Forex Trading, The Domino Effect
What Causes the Domino Effect To Occur?
Domino Effect Examples
The domino effect can also signal the end of trend cycles and help with more accurate trade exits. The market can go from trending to consolidating in the course of a few days. You can have several groups of pairs trending, then all of them begin consolidating. Over the next couple of days some pairs will see reversals against the trend "reversal dominoes", that may be good for some short term trades against the major trends. As a trader are you able to spot all of these situations. Example: AUD strength is currently driving the market. The AUD/USD and AUD/CAD hitting strong resistance, then EUR/AUD approaches major support, the remaining AUD pairs are getting closer to some major support or resistance level. It might be time to exit any trades based on AUD strength you are currently in based on these observations.

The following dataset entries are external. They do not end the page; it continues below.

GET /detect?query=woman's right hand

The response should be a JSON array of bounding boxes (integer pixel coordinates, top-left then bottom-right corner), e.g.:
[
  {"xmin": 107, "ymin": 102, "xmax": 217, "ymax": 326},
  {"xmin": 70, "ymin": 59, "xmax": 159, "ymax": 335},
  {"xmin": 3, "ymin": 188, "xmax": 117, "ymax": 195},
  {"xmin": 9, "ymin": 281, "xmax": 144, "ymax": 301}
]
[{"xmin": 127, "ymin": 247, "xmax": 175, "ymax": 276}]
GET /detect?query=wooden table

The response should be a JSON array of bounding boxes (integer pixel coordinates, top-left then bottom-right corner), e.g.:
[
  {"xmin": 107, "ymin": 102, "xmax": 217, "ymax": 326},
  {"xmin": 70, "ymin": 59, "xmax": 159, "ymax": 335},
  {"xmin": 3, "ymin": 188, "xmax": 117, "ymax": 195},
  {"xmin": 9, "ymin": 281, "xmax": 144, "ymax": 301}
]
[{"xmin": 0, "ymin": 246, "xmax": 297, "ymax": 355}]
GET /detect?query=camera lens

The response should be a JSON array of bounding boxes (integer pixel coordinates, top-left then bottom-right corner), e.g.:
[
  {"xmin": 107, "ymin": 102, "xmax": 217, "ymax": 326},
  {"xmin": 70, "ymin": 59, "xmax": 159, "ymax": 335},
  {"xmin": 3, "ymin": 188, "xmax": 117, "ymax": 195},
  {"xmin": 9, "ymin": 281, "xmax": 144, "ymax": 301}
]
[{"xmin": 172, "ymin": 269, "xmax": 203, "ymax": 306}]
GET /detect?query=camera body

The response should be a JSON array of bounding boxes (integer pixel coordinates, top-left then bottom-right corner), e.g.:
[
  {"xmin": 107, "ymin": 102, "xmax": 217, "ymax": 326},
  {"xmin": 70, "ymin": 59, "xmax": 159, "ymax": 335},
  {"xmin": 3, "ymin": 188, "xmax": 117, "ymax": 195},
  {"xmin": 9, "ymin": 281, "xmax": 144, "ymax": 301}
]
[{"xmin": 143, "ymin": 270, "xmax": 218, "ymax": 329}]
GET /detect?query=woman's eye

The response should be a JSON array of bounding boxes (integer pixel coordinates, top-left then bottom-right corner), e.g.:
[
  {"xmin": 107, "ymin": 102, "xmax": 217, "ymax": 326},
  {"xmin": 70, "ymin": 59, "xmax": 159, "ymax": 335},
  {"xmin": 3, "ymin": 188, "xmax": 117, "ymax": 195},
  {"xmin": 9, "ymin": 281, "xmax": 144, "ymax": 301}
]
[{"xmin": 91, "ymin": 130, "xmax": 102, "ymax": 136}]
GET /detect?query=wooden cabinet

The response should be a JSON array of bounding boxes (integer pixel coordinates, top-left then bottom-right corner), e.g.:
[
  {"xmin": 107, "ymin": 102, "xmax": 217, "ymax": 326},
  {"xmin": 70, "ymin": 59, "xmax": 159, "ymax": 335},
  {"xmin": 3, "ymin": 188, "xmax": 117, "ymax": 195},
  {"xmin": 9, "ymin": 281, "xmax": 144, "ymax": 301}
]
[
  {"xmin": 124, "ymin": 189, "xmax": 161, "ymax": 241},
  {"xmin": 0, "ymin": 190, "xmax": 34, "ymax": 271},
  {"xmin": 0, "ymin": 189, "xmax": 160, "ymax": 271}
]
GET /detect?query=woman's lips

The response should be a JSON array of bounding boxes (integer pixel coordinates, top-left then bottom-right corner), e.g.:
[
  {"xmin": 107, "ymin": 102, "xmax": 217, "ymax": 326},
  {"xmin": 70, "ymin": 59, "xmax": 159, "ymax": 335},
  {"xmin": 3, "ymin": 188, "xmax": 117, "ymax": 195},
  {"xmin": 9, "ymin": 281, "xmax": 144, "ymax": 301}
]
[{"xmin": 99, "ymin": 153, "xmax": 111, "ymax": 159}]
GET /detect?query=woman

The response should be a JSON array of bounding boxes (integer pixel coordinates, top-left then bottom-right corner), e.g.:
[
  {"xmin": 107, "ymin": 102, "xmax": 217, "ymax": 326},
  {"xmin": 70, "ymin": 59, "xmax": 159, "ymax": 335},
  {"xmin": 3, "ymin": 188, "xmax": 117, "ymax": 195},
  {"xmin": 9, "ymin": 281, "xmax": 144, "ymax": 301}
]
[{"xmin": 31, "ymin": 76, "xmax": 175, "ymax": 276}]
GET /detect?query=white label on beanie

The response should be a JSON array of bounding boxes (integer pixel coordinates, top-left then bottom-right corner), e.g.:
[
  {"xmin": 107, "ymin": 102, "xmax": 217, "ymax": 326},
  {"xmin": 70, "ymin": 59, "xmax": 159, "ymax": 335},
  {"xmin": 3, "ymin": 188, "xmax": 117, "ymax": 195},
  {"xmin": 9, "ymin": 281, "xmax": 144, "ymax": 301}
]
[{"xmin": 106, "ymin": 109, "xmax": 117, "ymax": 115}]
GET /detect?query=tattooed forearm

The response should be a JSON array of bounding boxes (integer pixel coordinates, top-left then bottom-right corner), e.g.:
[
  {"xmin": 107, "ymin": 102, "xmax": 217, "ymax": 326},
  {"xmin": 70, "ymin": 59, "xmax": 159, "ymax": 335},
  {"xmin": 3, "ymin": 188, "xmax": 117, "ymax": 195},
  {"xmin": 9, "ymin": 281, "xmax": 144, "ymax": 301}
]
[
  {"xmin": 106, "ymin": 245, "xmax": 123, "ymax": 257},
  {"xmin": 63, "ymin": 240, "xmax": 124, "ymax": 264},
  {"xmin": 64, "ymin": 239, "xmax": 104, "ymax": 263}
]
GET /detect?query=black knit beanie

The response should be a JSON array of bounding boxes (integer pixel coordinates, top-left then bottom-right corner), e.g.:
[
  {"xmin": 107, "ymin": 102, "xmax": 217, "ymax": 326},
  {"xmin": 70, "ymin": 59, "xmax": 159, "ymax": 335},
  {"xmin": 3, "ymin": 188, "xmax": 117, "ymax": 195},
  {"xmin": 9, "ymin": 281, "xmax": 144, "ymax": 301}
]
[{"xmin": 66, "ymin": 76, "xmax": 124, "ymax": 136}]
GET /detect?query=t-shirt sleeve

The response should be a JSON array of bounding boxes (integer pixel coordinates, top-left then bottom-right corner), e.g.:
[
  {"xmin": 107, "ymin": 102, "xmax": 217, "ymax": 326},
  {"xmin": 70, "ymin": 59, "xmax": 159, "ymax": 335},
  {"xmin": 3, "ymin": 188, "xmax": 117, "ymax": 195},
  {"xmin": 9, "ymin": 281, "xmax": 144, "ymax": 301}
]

Domino Effect Example Number 7
Reserve currencies and commodity based currencies:
We trade eight currencies in our trading system. The CAD, AUD, and NZD based pairs are commodity based currencies, the remaining 5 currencies are reserve currencies. This information affects the market movements and sometimes helps with predicting what pairs might move next.
If the GBP/AUD and GBP/CAD and moving sideways, then start going up and build new trends, this means that the GBP is starting to strengthen versus the commodity based currencies. The most likely domino to fall next is the GBP/NZD. This pair will likely go up next because the GBP is strong against two of the other commodity based currencies, so we would expect the market to adjust and balance out the movements.
If the GBP goes up against the AUD, CAD and NZD, the next logical step after that would be for the GBP to continue strengthening against the reserve currencies. The GBP/USD and GBP/CHF should then start to move up as the dominoes continue to fall. The GBP can also start to strengthen against the reserve currencies first, then spread to the commodity based currencies, the opposite of the above example.
Conclusions About The Domino Effect
The domino effect is real. Currency pairs are not independent of each other, they are part of an overall framework of the forex market. Movement begets more movement as billions and trillions of dollars flow in and out of currencies daily. Our job, as traders, is to figure out where the movements are now and what pairs can be affected tomorrow and next week. When you see a market movement that creates an inefficiency, take note of it and remember that at some point the most efficient market in the world will make corrections to fix any imbalances. By being observant and using our tools and techniques you should be able to start predicting what pairs and groups of pairs will move next. Introducing a level of predictability to forex trading is only possible by taking a broad view of the market with careful analysis using these tools and techniques.